Un moment, voilà la mère qui arrive, un foulard sur la tête. Elle prend la main de sa fille, lui demande où elle a caché la boîte, mais l’enfant pleure de plus belle ; elle cherche un moment dans les déchets, mais, gênée par les regards des gens qui se prélassent au soleil, elle regagne hâtivement la maison, traînant la fillette et la tirant de temps en temps vers elle sans ménagement.
Le seuil franchi, elle la gifla à deux reprises. Khadidja éclata en sanglots en se frottant les joues de ses petites menottes.
« Je t’ai dit mille fois de ne pas jouer dans les ordures… Où sont mes bijoux ! »
Elle se mit à la frapper derechef. Les coups pleuvaient sur le frêle corps de la fillette, qui se tortillait près des pieds de sa mère.
« Regarde ta robe, elle est toute sale ! Et tes mains aussi, face de chienne !…Et mes bijoux !... »
Maçon chez un promoteur immobilier, le mari revint du chantier vers dix-sept heures trente. Mis au fait de ce qui s’était passé, il ressortit tout de suite, portant toujours ses habits de travail. Il eut beau chercher dans tous les coins et recoins du terrain vague, retourner tous les détritus, pas le moindre éclat d’un bijou. Ses voisins et beaucoup d’autres gens vinrent l’aider, creusant, fouillant partout, peine perdue. La seule chose qu’on ait pu gagner, c’était d’avoir ramassé toutes les ordures, et de les avoir entassées dans un coin à la sortie du village, au bord de la route. Aïn Say-ed offrait maintenant un aspect digne d’être regardé. D’être regardé seulement, car une puanteur de cloaque l’enveloppait, menaçant même d’asphyxier les habitants, dont certains se bouchaient le nez et d’autres se couvraient la bouche et le nez avec des bavettes improvisées à partir de morceaux de tissu ou de mouchoirs. D’abord, il y avait cette montagne d’ordures qui s’imposait à la vue. Mais quelqu’un qui avait ses entrées partout, s’était promis d’aller demander au maire de leur installer une benne à ordures. A la nuit tombante, un autre homme, un voisin, proposa à notre bonhomme de labourer le lendemain le terrain au moyen de son tracteur, peut-être trouverait-on ainsi la parure.

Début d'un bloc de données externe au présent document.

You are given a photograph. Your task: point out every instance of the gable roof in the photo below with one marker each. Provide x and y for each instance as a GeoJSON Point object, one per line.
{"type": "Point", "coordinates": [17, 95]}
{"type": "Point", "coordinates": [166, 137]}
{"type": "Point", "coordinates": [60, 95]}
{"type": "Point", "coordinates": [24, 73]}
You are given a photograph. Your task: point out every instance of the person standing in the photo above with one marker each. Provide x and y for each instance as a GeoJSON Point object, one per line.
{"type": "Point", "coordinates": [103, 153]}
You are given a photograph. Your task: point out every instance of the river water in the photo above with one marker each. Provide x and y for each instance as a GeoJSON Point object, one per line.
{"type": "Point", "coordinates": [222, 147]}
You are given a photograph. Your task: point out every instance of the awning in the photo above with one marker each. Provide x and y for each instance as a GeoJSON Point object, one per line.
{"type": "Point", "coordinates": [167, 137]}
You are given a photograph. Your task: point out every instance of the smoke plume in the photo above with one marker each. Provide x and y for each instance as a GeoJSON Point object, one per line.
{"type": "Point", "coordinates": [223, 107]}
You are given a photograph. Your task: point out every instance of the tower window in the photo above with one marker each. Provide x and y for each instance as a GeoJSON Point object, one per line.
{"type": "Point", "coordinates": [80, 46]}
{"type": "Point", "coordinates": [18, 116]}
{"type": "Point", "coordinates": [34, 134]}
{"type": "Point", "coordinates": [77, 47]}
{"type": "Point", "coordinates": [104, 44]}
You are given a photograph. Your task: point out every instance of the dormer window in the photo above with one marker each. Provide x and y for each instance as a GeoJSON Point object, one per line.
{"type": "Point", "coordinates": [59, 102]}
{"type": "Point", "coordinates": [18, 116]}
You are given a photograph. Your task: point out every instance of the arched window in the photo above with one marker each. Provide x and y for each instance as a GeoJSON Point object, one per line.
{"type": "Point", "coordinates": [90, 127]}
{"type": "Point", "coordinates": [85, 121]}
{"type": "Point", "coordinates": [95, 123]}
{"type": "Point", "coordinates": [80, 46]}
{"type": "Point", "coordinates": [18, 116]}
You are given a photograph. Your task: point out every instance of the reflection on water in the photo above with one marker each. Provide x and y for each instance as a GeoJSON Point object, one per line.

Le mari passa une nuit terrible, en proie à une colère noire, tantôt rabrouant sa femme, tantôt posant des questions à sa fille, qui, fatiguée, ne tarda pas à sombrer dans un profond sommeil. Un moment, le ton monta d’un cran, et l’homme gifla sa femme, lui disant que tout cela était de sa faute.
Le lendemain matin, le terrain sera labouré en long, en large et même en diagonale. Point de parure. Le tracteur servira plus tard à transporter les ordures à la décharge publique, à une dizaine de kilomètres du village.
« Puisque la terre est retournée, devenue meuble, pourquoi ne pas planter des arbres et des fleurs ? demanda un jeune homme.
— Oui, pourquoi pas ? » répondit un autre.
Et aussitôt on se mit à l’œuvre ; chacun sacrifia ses pots de fleurs, d’autres des plants d’arbres fruitiers et autres d’ornement.
Le mari déracinait un jeune plant d’olivier, qui était dans la cour, pour le repiquer dans le terrain, quand sa femme vint, un large sourire aux lèvres, lui dire qu’elle avait retrouvé sa parure, que c’était précisément Khadidja qui, s’étant cachée sous le lit de peur qu’on ne la frappe, l’y avait découverte. Elle lui dit aussi qu’elle se rappelait maintenant qu’elle l’y avait mise en attendant de la ranger dans l’armoire, pour que justement Khadidja ne la voie pas.
A ces mots, son mari, lâchant le plant, poussa un profond soupir. Il hésita un moment, puis se décida à l’arracher, et sortit. Il mit au courant les gens qui étaient au terrain, puis replanta la jeune pousse.
Depuis, un air de soulagement plane sur le village.